ANTOINE GARAPON afirma, sobre a realidade francesa da última quadra do século XX, que: “Alguns indivíduos aproveitam a mídia para se emancipar de qualquer tutela hierárquica. (...) Um juiz considera-se prejudicado por sua hierarquia? Ele apela imediatamente para a arbitragem da opinião pública. Todas as anulações processuais são purgadas por essa instância de recurso selvagem que a mídia representa, e os argumentos técnicos do direito ou processuais não tardam a revelar-se para a opinião pública como argúcias, astúcias, desvios inúteis, que impedem a verdade de ‘vir a tona.”284
E ANTOINE GARAPON continua, cirurgicamente: “Nos dois casos – dos juízes e da imprensa – as infrações à regra do segredo da instrução são justificadas pelas falhas do sistema jurídico.
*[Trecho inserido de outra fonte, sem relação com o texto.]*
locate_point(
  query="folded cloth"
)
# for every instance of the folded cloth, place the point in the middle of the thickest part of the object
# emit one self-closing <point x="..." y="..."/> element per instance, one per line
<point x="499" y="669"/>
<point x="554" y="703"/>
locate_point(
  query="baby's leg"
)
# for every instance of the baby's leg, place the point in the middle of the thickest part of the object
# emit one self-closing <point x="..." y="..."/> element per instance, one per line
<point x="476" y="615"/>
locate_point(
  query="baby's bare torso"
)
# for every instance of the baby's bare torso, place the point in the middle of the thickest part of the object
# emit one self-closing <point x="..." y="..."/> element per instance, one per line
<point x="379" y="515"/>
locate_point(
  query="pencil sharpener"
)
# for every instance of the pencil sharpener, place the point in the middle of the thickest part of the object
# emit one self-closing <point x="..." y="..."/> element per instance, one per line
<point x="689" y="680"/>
Eis por que o jogo atual entre justiça e mídia é perverso: cada um encontra a absolvição de sua transgressão na transgressão do outro”.285 Acerca da submissão do ente público ao princípio da legalidade GARAPON arremata: “Tal atitude, raramente denunciada por aqueles que deviam sancioná-la – os magistrados, dela participam –, se revela extremamente perigosa, inclusive para a moral: ela incentiva o cinismo, a hipocrisia e a tartufice.”286 E, conclui: “De nada adianta invocar a ordem jurídica a torto e a direito, quando se tomam tais distâncias com respeito ao puro e simples direito.”287 Don´t throw the child with the dirty water diz uma antiga expressão inglesa. Na época dos banhos, em abril, pelo que se costumeiramente fala das histórias, os bebês tomavam banho por último, na água já suja. Ao despejar o conteúdo da água, como estava muito turva, podia se correr o risco de jogar fora a água do banho com o bebê dentro. Não se pode subverter a publicidade para algo além do que ela deve ser. Os entes públicos, por certo, devem ser controlados e, talvez, até por isso, se justifica a existência de processos para análise de um caso penal. Porém, de certo que os atos que devem ser controlados, no curso do processo, antes de tudo são os do próprio julgador, já que este está desenvolvendo o poder estatal. Conforme GABRIEL ANITUA, é indispensável que os atos que se deve controlar, na justiça penal, são os atos estatais derivados de lá, pois importante que os cidadãos possam conhecer os fundamentos das decisões e que possam opinar e criticá-las. Conclui o autor que “El control a través de la publicidad permitirá ver la selección que realiza el legislador penal, pero también la que efectivamente concretan las instancias de aplicación del sistema penal.”288
284 GARAPON, Antoine. O juiz e a democracia: o guardião das promessas. 2 ed. Rio de Janeiro: Revan, 2001, p. 66. 285 Ibidem, p. 68. 286 Ibidem, p. 69. 287 Idem. 288 ANITUA, Gabriel Ignacio. Justicia penal pública: Um estúdio a partir de la publicidade de los juicios penales. Buenos Aires: Editores Del Puerto, 2003, p. 362.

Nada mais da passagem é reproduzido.